A triphenylamine dye (TPC1) encapsulated in titanium-doped mesoporous silica structures as alternative materials for dye-sensitized solar cells has been studied by means of stationary absorption and emission as well as ultrafast emission spectroscopy. For the samples prepared by a grafting method, a TPC1 complex with titanium atoms within the mesoporous silica in dichloromethane (DCM) solution is formed, having a red shift of the visible absorption band by about 1300 cm−1 with respect to that of the TPC1 in DCM (from 455 to 485 nm). For the complexes, multi- exponential emission quenching of the relaxed singlet excited state occurs with time constants from 300 fs to 30 ps and is assigned to the confined electron injection process into the Ti–O chromophore. The averaged electron injection rate from the higher energy levels gets smaller values for less energetic probing, from 2.7 × 1012 s–1 at 600 nm to 1.5 × 1012 s–1 at 700 nm. However, in the titanium-doped samples prepared by an impregnation method, we observed about 2–3 times slower injection. The difference is explained by different coupling between TPC1 and titania domains. As a reference to the confining effect on the dynamics, we also studied the behavior of TPC1 when interacting with amorphous silica and purely siliceous MCM-41 material in the same solvent.

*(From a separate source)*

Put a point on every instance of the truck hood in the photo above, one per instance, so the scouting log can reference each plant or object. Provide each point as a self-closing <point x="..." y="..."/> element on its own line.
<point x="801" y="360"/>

In amorphous silica, an equilibrium between neutral and anion structures of TPC1 is found to be shifted toward the anion form. For the MCM-41 material, the presence of a new absorption band at around 690 nm is revealed, assigned to the spontaneously created and remarkable stable TPC1 radical cation. The lifetimes of the normal and anion forms in both materials were found to be similar to those in solution. The femtosecond relaxation dynamics in these materials is also similar to that in solution (dominated by the solvation), but additional emission quenching in the TPC1/MCM-41 sample is observed, probably due to intermolecular energy transfer. The rate of energy transfer was estimated to decrease gradually when increasing the observation wavelength, from 1.11 × 1012 s–1 at 500 nm to 0.13 × 1012 s–1 at 700 nm. We believe that our results interrogating ultrafast dynamics of an efficient dye interacting with titania within the mesoporous materials will help in a better understanding and improvement of dye-sensitized solar cells.